My lab is a slightly lax cleanroom. I don’t run it at anything like the standard of a proper cleanroom, but it is held under positive pressure and has its own filtered air supply. I need this because lots of the monolayer and coatings chemistry I do is quite picky about dust.
For example, if a speck of dust lands on my monolayer while it is compressed, then my nice monolayer quickly collapses (with, I assume, a tiny cry of “OMG, DUST! PILE ON!!!”) – and delicate monolayer chemistry is a lot harder when the monolayer is less ‘mono’ and more ‘pile’.
But having a partial cleanroom has its benefits. The filtered air means that dust build-up is really, really slow. It can take a year to get any noticeable build-up on any surfaces. And because everyone wears booties, the floor stays pretty immaculately clean (aside from the odd chemical burn).
However, all these benefits don’t make up for the fact that cleaning a cleanroom is a massive pain in the arse.
Firstly, no hoovers. I can’t run the hover round to clean up the dust. While being pretty efficient at sucking up dust, they are almost as efficient at blowing it all round the lab. Hoovering would suck up 70% of the dust from all the hard to reach places but also make sure the remaining 30% then gets blown around my lab onto my experiments.
Secondly, no surfactants (soap). While my monolayers like to collapse when faced with tiny specs of dust, this is a minor problem compared to dust coated in any surfactants. Those won’t just bugger up my experiment they’ll coat my equipment and bugger up future experiments!
Before I worked in this cleanroom, I’d cleaned labs before but without these restrictions, so I had to come up with a cleaning routine.
My current method is to mop the floor with my ‘cleanroom ONLY!’ mop, and tap water. This gets up the dust (as well as small screws I thought I’d lost) without kicking it up into the air.
I then wipe down all the surfaces with cleanroom wipes soaked in distilled water. I use distilled water because I found tap water was leaving equally annoying limescale residues around the place. Nothing is simple!
Wiping down the surface also means I get to play ‘find the specks of weird colourful chemicals’. This is a fun game and a bi-product of all the fun colourful stuff I get to use. Over time, specks of these materials can escape and get lodged in hard to reach corners. When I wipe the surfaces and clean all these little nooks and crannies I tend to find that my nice white wipe suddenly looks like a rainbow… a rainbow made of unidentified chemicals. There’s a good reason I tend to wear my slightly thicker gloves for this step.
As I said, I kind of just made this up on the basis of it sounding like a good way of keeping it clean. If you have any actual experience of keeping a cleanroom clean, then I’d love to hear suggestions (and mockery!) in the comments below.
7 Comments
JP · 29 April 2015 at 18:09
‘clean’ – hmmm… what is this? Not something I generally encounter in my field 🙂
Matthew (@MCeeP) · 29 April 2015 at 19:01
Well if you will spend your career looking for bats in fields then I’m not sure you can expect cleanliness! 🙂
Pete · 2 May 2015 at 22:28
Have you tried looking at the MHRA guidance on clean rooms?
Matthew (@MCeeP) · 5 May 2015 at 07:39
I had a look and came across the orange book which really is more for labs that manufacture medicines. Most of it seems similar to good laboratory practice (GLP) rather then specific protocols for cleaning.
Is there a specific guidance for clean rooms?

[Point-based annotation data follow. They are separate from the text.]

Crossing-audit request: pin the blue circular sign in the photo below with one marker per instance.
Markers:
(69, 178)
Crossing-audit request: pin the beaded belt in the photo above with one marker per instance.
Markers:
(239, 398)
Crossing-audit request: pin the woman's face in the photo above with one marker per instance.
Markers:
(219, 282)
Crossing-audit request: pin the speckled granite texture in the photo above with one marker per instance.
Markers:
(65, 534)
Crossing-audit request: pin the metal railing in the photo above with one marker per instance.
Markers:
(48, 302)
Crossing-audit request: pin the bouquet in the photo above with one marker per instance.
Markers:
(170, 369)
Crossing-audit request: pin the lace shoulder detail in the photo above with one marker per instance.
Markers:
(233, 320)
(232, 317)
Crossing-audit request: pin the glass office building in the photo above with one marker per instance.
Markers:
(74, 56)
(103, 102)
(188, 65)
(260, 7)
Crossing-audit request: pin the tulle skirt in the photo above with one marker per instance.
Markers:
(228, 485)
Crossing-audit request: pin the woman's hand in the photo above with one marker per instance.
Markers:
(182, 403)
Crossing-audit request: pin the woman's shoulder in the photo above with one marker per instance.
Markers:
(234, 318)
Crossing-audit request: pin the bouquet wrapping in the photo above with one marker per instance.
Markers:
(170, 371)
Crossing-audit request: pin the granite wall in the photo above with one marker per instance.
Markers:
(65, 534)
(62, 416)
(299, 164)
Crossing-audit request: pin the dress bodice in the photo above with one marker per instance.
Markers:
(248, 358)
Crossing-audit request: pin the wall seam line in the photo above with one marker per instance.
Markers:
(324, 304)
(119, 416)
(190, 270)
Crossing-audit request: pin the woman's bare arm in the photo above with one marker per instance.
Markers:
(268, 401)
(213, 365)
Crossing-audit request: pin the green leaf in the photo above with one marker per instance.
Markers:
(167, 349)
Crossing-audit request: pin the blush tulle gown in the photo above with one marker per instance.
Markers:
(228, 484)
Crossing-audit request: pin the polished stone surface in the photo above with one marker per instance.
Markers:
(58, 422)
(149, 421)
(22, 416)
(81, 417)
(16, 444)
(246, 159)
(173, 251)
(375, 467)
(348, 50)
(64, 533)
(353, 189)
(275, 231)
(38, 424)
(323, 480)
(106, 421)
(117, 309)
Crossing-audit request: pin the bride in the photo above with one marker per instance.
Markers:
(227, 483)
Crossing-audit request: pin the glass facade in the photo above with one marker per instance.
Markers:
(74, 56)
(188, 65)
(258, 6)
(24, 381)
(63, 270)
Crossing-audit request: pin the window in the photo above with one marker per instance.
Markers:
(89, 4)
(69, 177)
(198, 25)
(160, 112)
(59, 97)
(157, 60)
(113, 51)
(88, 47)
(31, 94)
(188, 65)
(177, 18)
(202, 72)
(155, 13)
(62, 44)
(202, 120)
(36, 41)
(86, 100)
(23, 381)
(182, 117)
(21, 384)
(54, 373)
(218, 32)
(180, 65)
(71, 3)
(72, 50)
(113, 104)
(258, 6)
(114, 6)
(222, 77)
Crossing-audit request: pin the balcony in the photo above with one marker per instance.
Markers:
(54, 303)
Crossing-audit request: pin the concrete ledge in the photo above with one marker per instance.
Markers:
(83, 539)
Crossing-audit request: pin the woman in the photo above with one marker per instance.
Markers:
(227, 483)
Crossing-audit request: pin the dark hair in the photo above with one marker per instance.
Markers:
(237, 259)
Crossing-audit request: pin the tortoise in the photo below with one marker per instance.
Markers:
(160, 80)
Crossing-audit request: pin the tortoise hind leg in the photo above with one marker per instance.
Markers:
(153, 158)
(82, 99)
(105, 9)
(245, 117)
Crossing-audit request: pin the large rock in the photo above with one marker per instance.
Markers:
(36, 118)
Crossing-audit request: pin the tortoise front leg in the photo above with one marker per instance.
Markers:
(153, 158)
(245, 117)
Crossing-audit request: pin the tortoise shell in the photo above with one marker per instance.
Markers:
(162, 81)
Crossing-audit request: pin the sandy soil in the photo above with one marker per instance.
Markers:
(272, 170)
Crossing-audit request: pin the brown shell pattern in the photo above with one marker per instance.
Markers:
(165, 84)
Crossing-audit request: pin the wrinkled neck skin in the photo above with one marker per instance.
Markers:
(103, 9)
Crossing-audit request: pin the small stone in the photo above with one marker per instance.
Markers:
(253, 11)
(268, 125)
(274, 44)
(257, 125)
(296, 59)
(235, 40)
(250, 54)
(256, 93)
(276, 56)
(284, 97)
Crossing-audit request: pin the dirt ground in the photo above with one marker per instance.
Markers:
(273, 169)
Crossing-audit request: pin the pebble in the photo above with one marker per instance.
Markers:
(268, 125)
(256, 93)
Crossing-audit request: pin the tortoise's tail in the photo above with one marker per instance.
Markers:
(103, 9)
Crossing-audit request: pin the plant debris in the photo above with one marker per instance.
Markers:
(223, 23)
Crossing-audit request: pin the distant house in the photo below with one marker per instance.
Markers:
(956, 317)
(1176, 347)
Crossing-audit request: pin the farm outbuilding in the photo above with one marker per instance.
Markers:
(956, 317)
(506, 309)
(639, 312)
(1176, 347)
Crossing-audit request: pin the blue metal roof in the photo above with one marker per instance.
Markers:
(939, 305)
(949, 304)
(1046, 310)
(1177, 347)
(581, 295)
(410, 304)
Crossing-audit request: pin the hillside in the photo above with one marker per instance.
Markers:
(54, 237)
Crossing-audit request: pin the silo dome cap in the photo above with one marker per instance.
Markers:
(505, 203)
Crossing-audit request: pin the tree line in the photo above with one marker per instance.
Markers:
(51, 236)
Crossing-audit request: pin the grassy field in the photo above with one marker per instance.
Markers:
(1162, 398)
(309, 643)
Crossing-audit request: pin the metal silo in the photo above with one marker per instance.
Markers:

Rocco · 19 August 2015 at 21:30
Great Article! I liked the no hoover mentality.
Della Martinez · 29 September 2015 at 13:08
Great post! Having a clean lab is definitely very important. I also think that hovering is not really the right way of cleaning sometimes. Thanks for sharing! 🙂
Matt H · 5 April 2016 at 21:36
I think the idea of using distilled water – inexpensive alternative to IPA if IPA is not needed.